Al Pacino ve Diane Keaton’un Aşk Hikayesinde Derin Pişmanlıklar ve Hayatın Sürprizleri
Sinemanın yaşayan efsanelerinden biri olarak kabul edilen ünlü oyuncu artık 80'li yaşlarında... Farklı ilişkilerinden çocuk sahibi olsa da bugüne kadar hiç evlenmedi. Zaten evliliği "acılar trenine" benzettiği için de bu konudaki inadını hiç kırmadı.
Hayat bazen gerçekten de film gibi olaylarla doludur; yaşamın kendi senaryosu, aşk ve pişmanlıklar arasında geçen bir hikâye. Bu hikâyede, gençlik yıllarında yaşamı sevdiği kadınla birlikte olmayı hayal eden bir adamın, yıllar sonra yaşadığı büyük pişmanlık ve duygusal çatışmaları unnaşıyoruz. O, aşkını kaybettikten sonra bile onunla ilgili hayallerden vazgeçmedi ve zamanla iç dünyasında derin bir özlemle büyüdü.
Gerçek hayattan alınmış bu olaylar, televizyon ve sinema dünyasının ünlü isimlerinin karmaşık ilişkileriyle birleşiyor. 1974'ten 1990'a kadar süren ve büyük aşklarını barış ve ayrılık arasında geçen bir dönem anlatıyor. Diane Keaton ve Al Pacino'nun ilişkisi, Hollywood'un en unutulmaz aşk hikâyelerinden biri olarak kabul ediliyor. Ancak, Keaton'un evlenme çağrısı ve Pacino'nun evlenmeye yanaşmaması, aşkın siyasi ve kişisel sınırlarını da gözler önüne seriyor. Keaton'ın ölümünden sonra, Pacino’nun iç dünyasındaki pişmanlık ve hatıran bölümleri, aşkın ve hayatın ne kadar kırılgan olabildiğini gösteriyor.
Yaşadığı Olsun, Ama Kalplerde Kalacak
85 yaşındaki Al Pacino, gençlik yıllarındaki aşkı Diane Keaton'la ilgili anılarını hiçbir zaman unutmadı. Bir yakın kaynak, onun iç dünyasında hep Keaton'ın özel bir yeri olduğunu ve büyük bir pişmanlıkla bu aşkı kaçırdığını belirtiyor. Pacino'nun, hayattayken bile ona duyduğu saygı ve sevgiyi anlatan birçok söz duyuluyor.
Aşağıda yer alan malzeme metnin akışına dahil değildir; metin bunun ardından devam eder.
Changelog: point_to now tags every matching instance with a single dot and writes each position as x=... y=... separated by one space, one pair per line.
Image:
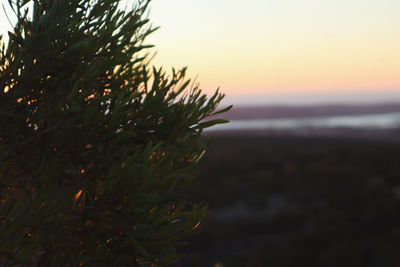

Aynı zamanda, Keaton'ın onun hayatındaki yeri ve bu ilişkinin ona kattıkları, ikilinin hayatını şekillendiren unsurlar arasında yer alıyor. Keaton da 2017'de yaptığı bir röportajda, aslında içten içe Pacino ile evlenmek istediğini ama bu hayalini gerçekleştirememenin burukluğunu dile getirmiştir. Evlenmek yerine, ilişkinin doğal gelişimine bırakan iki ünlü isim, zamanın akışına direnememiştir.
Gelecek ve Sonsuz Pişmanlıklar
Pacino'nun hayatındaki en önemli gelişmelerden biri, torunu ve sevgilisi Noor Al Fallah ile yaşadığı ilişkidir. Aynı zamanda, oğlu Roman’ın annesiyle yaşadığı bu bağ, onun yeni başlangıçlar yapmasına vesile olmuş olabilir. Ancak, söylentilere göre, Pacino yeniden eski sevdiğiyle barışmak ve ilişkisini güçlendirmek isteyince, bu da hayatında yeni bir sayfa açmaya çalıştığını gösteriyor. Onun yaşına rağmen hâlâ çekici ve karizmatik görünen Pacino’nun çeşitli ilişkiler yaşaması, hala gençlik enerjisini koruduğunun kanıtı olarak yorumlanıyor.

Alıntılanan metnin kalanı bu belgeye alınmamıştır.